Entre os episódios que chamaram a atenção, está o decreto aprovado pelo Vaticano que instruiu os católicos a não se referirem à mãe de Jesus como a “corredentora” do mundo. “Esse título [pode] criar confusão e um desequilíbrio na harmonia das verdades da fé cristã”, diz o texto.
Esse é um exemplo de como o sucessor de Francisco posiciona a Igreja em frentes sensíveis. Nesse contexto, Carranza lembra que "o catolicismo não é mais a única religião" e se move em um ambiente de ecumenismo e diálogo inter-religioso, distinto daquele em que a expressão surgiu.
"Dentro do cristianismo, o diálogo entre católicos e não católicos sempre foi uma pedra de toque a presença, a venerabilidade, o culto à Nossa Senhora. Quando o título vem dois séculos atrás, onde a hegemonia era o catolicismo, não tinha nenhum problema — tanto que chegou a se discutir se seria um dogma —, mas hoje isso não pega bem nas relações ecumênicas. Dessa forma, o Vaticano se vê obrigado a dizer que o termo é mais uma analogia sobre o papel de Maria enquanto progenitivo", desenvolve.
Rodrigo Toniol, professor do Departamento de Antropologia Cultural da Universidade Federal do Rio de Janeiro (UFRJ), reforça esse entendimento ao apontar que Leão XIV dá um recado a católicos conservadores que, nos últimos anos, passaram a conferir à mãe de Jesus um lugar quase redentivo. Para ele, o papa “está emitindo um sinal bastante claro sobre o lugar que cada um deve ocupar na fé”.

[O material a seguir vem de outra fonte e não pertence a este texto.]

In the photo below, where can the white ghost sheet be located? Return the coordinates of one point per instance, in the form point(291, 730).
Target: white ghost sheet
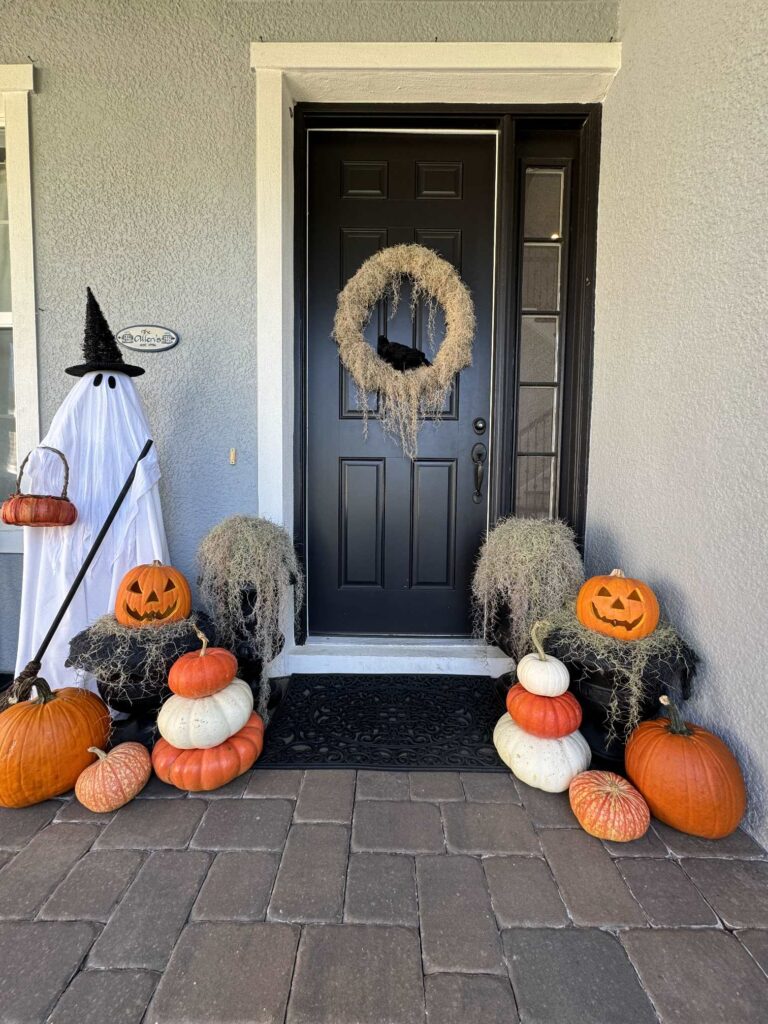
point(101, 430)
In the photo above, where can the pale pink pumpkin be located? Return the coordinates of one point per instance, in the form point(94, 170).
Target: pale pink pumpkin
point(608, 807)
point(115, 778)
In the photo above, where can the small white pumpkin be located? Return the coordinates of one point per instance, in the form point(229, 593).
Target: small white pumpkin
point(194, 723)
point(545, 764)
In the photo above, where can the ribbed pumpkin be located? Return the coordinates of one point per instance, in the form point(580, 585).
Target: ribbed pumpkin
point(687, 774)
point(115, 778)
point(606, 806)
point(201, 673)
point(548, 717)
point(617, 606)
point(215, 766)
point(44, 742)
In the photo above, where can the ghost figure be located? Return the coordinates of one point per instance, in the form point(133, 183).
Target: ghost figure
point(100, 428)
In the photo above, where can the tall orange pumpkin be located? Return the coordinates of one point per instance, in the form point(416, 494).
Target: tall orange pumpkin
point(44, 741)
point(153, 595)
point(688, 776)
point(617, 606)
point(215, 766)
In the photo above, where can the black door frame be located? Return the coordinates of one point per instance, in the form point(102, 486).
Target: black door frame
point(577, 391)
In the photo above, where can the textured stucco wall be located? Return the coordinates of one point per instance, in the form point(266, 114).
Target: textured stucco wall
point(678, 484)
point(142, 132)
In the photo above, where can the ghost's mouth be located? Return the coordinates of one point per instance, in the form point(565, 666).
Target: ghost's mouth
point(615, 623)
point(151, 616)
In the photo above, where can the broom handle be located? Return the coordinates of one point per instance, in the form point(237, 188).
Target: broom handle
point(91, 554)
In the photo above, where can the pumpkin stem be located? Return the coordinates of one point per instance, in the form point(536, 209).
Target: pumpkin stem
point(677, 725)
point(537, 642)
point(202, 637)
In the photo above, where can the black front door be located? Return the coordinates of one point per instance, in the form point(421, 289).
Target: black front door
point(390, 542)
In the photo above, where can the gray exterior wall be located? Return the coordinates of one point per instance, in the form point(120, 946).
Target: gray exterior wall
point(678, 484)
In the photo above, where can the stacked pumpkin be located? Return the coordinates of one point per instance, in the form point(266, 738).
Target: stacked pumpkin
point(210, 732)
point(539, 736)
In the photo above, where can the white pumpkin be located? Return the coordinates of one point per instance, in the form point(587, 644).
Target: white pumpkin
point(192, 723)
point(545, 764)
point(543, 675)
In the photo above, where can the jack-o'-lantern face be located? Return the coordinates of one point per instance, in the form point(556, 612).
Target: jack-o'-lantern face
point(617, 606)
point(153, 595)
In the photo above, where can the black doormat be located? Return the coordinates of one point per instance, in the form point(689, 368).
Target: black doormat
point(386, 722)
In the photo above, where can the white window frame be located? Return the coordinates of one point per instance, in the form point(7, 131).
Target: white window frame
point(16, 81)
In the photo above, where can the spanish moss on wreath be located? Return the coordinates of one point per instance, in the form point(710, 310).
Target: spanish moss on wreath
point(527, 569)
point(404, 396)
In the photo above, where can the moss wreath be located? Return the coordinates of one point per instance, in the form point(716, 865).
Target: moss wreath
point(404, 395)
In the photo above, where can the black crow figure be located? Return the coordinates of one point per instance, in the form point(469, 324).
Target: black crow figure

Com isso, o Sumo Pontífice desagradou parte dos religiosos. Outro episódio em destaque foi quando, no Dicastério das Causas dos Santos, ele pediu prudência e equilíbrio ao tratar do misticismo. Nessa entrada, aponta Toniol, o papa produziu dois cortes importantes para grupos distintos da Igreja.
"O que o Leão XIV está fazendo é disciplinando: os conservadores, por um lado, com relação à Maria; e um certo catolicismo espontâneo em que os fenômenos místicos poderiam ganhar um lugar de muita relevância, sobre os quais a Igreja teria pouco a dizer. Ele está indo direto aos pontos”, elucida.
O professor da UFRJ pondera que essas sinalizações ainda não revelam uma inclinação mais ou menos conservadora ou dogmática, mas indicam que o papa está agindo "um pouco para tirar as ambiguidades" que eventualmente tenham surgido no papado de Francisco, e dar sinais.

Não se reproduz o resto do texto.